March is actually the story of three families: the one in this novel, the one in Little Women and the real family that served as the model for both books – that of Louisa May Alcott herself. Geraldine Brooks’ Afterword to March should not be missed; it details the research Brooks used to draw her portrait of the March family and especially the father who was modeled on Bronson Alcott. Alcott himself, however, never went south with the troops; as Brooks writes, “So I have imagined a war for a Union chaplain of Bronson Alcott’s transcendentalist and abolitionist convictions.”

Brooks also fills out the portrait of Marmee. Louisa May Alcott hints at Marmee’s temperament and her struggles with anger management, but Brooks invents incidents that make her Marmee seem nearly deranged. Like her husband, Marmee throws herself into the cause of abolitionism with great fervor, even offering her home as a station on the Underground Railroad, up to the point when March loses all their money through an ill-advised investment scheme sold by none other than John Brown.

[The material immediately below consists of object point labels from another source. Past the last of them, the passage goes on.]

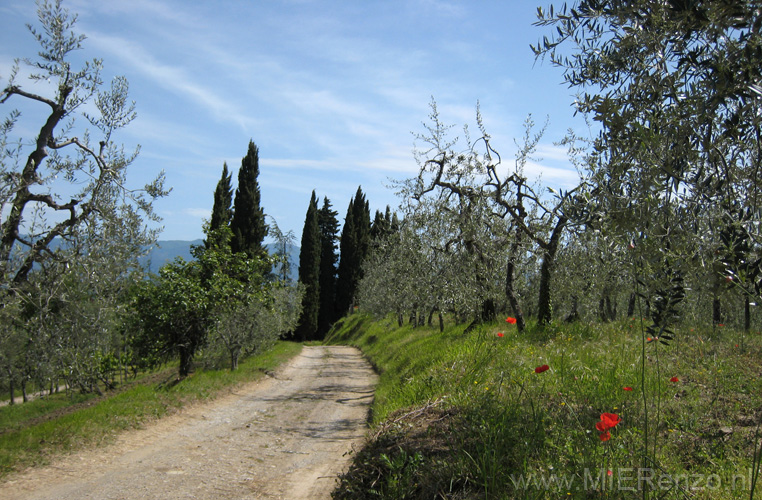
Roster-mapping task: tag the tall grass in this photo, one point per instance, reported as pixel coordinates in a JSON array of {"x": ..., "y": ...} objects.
[
  {"x": 515, "y": 433},
  {"x": 32, "y": 432}
]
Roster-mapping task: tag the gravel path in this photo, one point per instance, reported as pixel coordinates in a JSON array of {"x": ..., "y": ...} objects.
[{"x": 284, "y": 437}]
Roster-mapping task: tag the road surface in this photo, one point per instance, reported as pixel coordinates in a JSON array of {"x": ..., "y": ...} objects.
[{"x": 283, "y": 437}]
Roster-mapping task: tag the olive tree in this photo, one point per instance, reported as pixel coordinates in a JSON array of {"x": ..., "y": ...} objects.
[
  {"x": 72, "y": 172},
  {"x": 72, "y": 227},
  {"x": 492, "y": 205},
  {"x": 676, "y": 87}
]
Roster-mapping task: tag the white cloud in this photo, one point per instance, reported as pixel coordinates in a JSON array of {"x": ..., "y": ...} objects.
[{"x": 173, "y": 78}]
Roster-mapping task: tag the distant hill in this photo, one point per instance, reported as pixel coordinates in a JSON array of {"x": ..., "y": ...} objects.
[{"x": 168, "y": 250}]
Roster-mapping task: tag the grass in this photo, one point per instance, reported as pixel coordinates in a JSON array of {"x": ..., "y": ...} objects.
[
  {"x": 33, "y": 432},
  {"x": 465, "y": 415}
]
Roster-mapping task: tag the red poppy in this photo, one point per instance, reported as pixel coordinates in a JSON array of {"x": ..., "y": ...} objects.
[{"x": 610, "y": 419}]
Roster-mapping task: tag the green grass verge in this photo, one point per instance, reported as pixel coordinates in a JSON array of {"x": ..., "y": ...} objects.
[
  {"x": 466, "y": 416},
  {"x": 33, "y": 432}
]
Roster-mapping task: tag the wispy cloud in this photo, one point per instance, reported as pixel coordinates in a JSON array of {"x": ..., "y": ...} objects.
[{"x": 172, "y": 78}]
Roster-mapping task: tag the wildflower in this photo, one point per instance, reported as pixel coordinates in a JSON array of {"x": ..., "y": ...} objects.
[{"x": 608, "y": 421}]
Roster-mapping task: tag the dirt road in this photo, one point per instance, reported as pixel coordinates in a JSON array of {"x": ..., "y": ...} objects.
[{"x": 280, "y": 438}]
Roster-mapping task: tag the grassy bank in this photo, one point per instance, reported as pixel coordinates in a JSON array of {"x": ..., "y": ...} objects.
[
  {"x": 476, "y": 416},
  {"x": 33, "y": 432}
]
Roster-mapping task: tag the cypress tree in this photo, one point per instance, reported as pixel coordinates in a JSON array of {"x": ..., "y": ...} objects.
[
  {"x": 248, "y": 222},
  {"x": 329, "y": 231},
  {"x": 309, "y": 273},
  {"x": 222, "y": 210},
  {"x": 355, "y": 243},
  {"x": 347, "y": 244}
]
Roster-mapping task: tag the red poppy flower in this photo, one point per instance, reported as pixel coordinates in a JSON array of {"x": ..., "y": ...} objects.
[{"x": 610, "y": 419}]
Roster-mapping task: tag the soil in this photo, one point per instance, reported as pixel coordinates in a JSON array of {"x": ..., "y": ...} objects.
[{"x": 288, "y": 436}]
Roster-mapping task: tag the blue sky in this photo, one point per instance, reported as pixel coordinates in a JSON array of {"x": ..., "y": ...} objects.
[{"x": 330, "y": 91}]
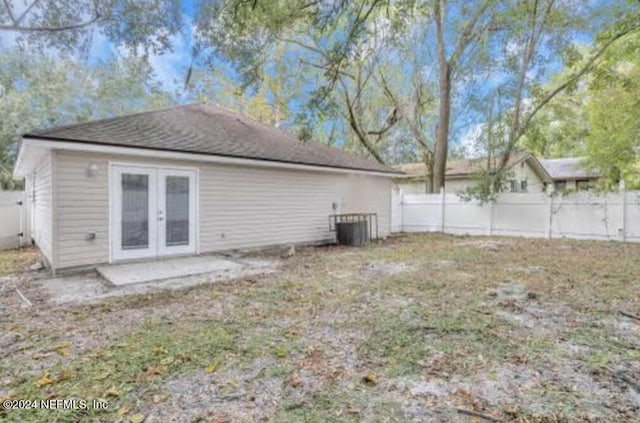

Other well-known historical figures appear briefly in the novel, including Henry David Thoreau, yet another fiery idealist who was a friend of the Alcott family.

March is the first of three books that have been selected for “Making Sense of the American Civil War,” a reading and discussion series sponsored by the National Endowment for the Humanities and the American Library Association, with additional support from Indiana Humanities. The series is set to launch in 2012 at public libraries around the country, including five in Indiana: Eckhart (Auburn), Marion, Middlebury, Shelbyville and Whiting. The books will also be available through Novel Conversations after the conclusion of the program.